Did you actually ever read the article or just barge in without bothering? It’s worth spending a minute to click on the link and see before attacking ASSK. Notice the italics?
Your obsession with the West vis-a-vis ASSK is truly pathological, worse than Hla Oo or even Myanmar Patriots (Idiot).
The UMP battalions that deserted in 1949-50 were mainly the Karen UMPs from former British Burma Military Police. The rest were later re-badged as Regular Infantry Battalions. The army battalion I served in Myitkyinar was a such re-badged UMP battalion.
Like UMPs the Sitwundan and Pyusawhti were basically absorbed into the regular army so that their Socialist political masters wouldn’t be able to use them as their own pocket armies anymore.
Even some Karkweye were also absorbed into the army. And hundreds of thousands of old Pyithusit under BSPP rule were reinvented as USDA.
The same pattern can be seen in the army’s current efforts to reorganize the ethnic peace armys as the BGF battalions. As with other paramilitary organizations before them DKBA, KIA, SSA etc are resisting it now.
BTW you should read Mary Callahan’s excellent book about these paramilitary organizations in Burma to get a better big picture.
Myanmar is set up for this Present vicious form of governance from the very beginning! Until we see this big picture and begin to take note of these responsible factors and address them accordingly nit picking factual errors of no significance does no service. SPDC as a form of governance is a tragic result of Burmese History. Not until everyone address Myanmar quagmire accordingly to its History this vicious cycle will continue.
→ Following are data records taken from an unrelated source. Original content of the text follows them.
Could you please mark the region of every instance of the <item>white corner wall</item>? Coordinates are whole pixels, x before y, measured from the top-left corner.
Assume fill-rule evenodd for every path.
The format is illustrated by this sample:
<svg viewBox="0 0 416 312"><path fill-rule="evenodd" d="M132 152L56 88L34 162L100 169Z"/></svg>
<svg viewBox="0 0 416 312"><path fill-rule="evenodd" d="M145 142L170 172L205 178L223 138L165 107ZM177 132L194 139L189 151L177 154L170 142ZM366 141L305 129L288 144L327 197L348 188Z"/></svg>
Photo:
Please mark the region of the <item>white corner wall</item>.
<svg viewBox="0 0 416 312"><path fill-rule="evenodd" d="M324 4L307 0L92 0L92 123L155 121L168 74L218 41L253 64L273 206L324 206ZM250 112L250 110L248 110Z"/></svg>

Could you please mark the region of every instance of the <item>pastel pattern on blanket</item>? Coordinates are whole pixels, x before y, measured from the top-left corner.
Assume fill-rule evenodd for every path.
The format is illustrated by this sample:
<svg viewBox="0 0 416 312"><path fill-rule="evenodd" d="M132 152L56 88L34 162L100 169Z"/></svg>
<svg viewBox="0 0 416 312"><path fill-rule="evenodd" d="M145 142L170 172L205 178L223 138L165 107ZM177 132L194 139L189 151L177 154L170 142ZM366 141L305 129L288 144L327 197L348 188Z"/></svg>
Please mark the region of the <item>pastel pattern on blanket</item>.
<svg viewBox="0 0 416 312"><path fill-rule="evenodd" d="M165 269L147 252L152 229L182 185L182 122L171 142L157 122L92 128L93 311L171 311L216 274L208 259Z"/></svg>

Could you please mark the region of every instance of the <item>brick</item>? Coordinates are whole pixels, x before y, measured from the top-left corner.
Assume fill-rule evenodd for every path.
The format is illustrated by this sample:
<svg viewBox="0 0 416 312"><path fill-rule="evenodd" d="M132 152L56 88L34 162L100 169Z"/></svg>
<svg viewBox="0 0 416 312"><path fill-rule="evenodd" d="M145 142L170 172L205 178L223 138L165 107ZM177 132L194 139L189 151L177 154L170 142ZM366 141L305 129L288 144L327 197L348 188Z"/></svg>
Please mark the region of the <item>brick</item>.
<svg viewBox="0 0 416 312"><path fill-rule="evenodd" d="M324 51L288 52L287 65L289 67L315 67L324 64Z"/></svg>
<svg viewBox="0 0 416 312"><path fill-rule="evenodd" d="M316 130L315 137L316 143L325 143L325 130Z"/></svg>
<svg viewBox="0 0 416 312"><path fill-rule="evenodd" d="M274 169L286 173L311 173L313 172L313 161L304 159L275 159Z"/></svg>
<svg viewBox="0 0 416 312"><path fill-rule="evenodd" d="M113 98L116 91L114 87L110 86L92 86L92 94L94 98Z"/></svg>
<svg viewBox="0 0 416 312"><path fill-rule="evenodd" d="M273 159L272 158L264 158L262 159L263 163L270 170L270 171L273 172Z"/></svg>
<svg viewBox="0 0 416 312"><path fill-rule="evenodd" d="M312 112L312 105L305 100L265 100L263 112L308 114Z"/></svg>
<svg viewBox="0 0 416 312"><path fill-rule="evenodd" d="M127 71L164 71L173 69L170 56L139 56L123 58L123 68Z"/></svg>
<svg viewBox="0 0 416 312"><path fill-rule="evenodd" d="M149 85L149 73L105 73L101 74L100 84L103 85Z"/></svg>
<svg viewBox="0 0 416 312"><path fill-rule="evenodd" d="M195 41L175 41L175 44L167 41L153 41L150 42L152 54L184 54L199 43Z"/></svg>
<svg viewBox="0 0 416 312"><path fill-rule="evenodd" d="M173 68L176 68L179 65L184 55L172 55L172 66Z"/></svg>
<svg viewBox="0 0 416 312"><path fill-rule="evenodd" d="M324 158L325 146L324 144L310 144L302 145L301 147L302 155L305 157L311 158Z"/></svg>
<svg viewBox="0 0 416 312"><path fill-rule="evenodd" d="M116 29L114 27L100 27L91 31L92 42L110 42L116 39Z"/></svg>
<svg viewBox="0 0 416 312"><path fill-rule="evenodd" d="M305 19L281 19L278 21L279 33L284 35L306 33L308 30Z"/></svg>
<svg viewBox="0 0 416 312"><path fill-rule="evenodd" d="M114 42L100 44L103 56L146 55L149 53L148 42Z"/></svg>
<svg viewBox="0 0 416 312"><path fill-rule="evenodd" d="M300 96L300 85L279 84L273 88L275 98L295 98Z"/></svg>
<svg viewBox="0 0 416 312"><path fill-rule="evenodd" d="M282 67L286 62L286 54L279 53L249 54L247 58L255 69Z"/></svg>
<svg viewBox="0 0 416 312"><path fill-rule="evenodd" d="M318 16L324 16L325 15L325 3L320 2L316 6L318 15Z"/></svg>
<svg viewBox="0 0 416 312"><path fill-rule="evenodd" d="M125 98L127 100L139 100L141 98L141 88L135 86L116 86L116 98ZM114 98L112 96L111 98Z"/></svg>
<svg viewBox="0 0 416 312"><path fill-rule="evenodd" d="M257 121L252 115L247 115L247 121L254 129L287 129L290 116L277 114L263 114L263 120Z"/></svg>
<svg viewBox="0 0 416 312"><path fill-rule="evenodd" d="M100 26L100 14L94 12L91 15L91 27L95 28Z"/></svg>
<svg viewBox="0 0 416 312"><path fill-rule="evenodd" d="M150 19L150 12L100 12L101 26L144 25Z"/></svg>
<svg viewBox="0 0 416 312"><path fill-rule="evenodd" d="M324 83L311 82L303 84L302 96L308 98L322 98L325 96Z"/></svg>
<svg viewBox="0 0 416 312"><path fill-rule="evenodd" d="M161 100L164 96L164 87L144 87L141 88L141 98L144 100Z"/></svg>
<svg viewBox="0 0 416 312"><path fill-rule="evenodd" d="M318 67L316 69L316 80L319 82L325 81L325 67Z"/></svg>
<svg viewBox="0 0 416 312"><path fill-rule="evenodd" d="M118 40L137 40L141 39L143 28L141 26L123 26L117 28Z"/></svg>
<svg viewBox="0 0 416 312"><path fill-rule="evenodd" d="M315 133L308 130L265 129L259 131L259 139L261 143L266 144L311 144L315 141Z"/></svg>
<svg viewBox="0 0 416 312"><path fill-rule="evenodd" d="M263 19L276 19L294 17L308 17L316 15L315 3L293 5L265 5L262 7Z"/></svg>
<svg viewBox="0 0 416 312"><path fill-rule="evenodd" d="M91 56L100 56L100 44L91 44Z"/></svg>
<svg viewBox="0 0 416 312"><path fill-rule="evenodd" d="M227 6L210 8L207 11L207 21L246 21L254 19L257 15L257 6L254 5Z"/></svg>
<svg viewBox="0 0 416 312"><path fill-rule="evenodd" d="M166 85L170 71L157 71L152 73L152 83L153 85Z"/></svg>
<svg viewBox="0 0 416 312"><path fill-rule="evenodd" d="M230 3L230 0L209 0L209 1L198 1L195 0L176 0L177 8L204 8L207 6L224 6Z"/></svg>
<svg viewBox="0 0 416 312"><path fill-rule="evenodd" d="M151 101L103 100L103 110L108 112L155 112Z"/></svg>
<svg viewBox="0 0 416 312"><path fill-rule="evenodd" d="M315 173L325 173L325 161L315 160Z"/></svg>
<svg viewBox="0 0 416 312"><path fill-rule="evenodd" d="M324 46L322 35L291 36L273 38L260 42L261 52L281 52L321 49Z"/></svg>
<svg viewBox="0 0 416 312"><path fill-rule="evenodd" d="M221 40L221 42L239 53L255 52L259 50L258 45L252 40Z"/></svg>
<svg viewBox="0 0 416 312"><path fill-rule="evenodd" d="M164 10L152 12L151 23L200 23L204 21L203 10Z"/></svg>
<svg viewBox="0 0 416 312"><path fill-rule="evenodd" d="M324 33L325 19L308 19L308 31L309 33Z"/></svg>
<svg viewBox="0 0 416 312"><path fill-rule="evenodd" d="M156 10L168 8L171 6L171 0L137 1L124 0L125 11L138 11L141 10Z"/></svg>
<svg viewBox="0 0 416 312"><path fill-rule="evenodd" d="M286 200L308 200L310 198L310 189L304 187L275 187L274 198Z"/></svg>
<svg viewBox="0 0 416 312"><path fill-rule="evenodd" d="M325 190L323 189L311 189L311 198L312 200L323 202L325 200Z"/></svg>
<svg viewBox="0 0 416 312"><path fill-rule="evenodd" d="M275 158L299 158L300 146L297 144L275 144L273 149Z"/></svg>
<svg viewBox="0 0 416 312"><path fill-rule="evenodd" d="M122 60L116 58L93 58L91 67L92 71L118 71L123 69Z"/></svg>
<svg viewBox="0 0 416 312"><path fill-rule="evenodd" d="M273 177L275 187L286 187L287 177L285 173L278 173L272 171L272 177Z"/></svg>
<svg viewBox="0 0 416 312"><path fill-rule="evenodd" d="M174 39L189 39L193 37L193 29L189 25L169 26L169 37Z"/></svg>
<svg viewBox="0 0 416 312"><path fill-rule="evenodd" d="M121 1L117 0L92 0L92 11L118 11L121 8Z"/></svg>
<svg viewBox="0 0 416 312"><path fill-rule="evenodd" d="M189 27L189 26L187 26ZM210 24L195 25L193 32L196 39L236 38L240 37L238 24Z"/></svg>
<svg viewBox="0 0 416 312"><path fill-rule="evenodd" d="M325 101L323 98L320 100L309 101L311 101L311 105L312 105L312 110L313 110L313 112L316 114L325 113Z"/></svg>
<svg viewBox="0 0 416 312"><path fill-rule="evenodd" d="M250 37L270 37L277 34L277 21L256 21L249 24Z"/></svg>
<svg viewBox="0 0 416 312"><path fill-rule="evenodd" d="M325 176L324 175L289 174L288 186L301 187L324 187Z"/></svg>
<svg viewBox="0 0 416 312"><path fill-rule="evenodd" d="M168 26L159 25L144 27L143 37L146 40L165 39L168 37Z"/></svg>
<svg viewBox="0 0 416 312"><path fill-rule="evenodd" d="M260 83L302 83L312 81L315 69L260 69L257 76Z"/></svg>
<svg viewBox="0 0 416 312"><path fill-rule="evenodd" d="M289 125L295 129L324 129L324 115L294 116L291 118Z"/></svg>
Plan B. You have explained our Burma in just four short sentences.
Burmese civil war now is like the Spanish Civil War 70 odd years ago. Like the Franco’s Fascist Army Than Shwe’s Burmese Army is definitely wrong from a moral sense. But the human history doesn’t always follow the high moral standards of a human society.
Like in Spain our Burma will eventually have a morally-right democratic society in time. But how long that time is I do not know and I don’t even dare to guess.
Survival is the primary goal of any state. Statesmen think and act in terms of interest defined as power, which imposes intellectual discipline of rational order into the subject matter of their national security policy. The goal of survival usually guards against two major fallacies: the concern with motives and the concern with ideological differences.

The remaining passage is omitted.